Written by Steve Carter – Trees for Life Board Member

In January of 2012, James Kishlar, the director of Agro-forest Regional Nursery (ARN), an organization whose aims are to plant trees, broaden crop diversity, and expand job opportunities in Haiti, contacted Trees For Life after reading about the Moringa tree on the Trees For Life web site.  We at Trees For Life were happy to share what we had learned about the Moringa tree and what we were doing to encourage the utilization of Moringa to fight malnutrition and assist individuals and organizations world-wide in achieving their economic, social, and environmental goals.  Since that time, James has made the Moringa tree one of the most important species he hopes to plant and establish in Haiti.

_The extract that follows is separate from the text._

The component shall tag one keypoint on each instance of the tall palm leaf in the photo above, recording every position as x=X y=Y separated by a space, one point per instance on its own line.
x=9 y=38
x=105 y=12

In a recent email, James reports on some of the efforts his organization is making to expand the use of Moringa in Haiti:  “Our Moringa Day was on June 5, 2013, a part of Environmental Day in Haiti. We were participating with the Haitian organization Programme National pour la culture et l’utilisation du Moringa- Benzolive : PLANDOLIV. Our part, which we financed,  took place at Digue Matheux and Barbancourt. The children were given Moringa trees free of charge to plant at their homes, with a guarantee from us that if their trees lived for one year they would be rewarded. We are scheduled to have a Moringa Planting Day, within 2 weeks where the same children will be planting 35,000 Moringa trees within ‘live fence’ sites.”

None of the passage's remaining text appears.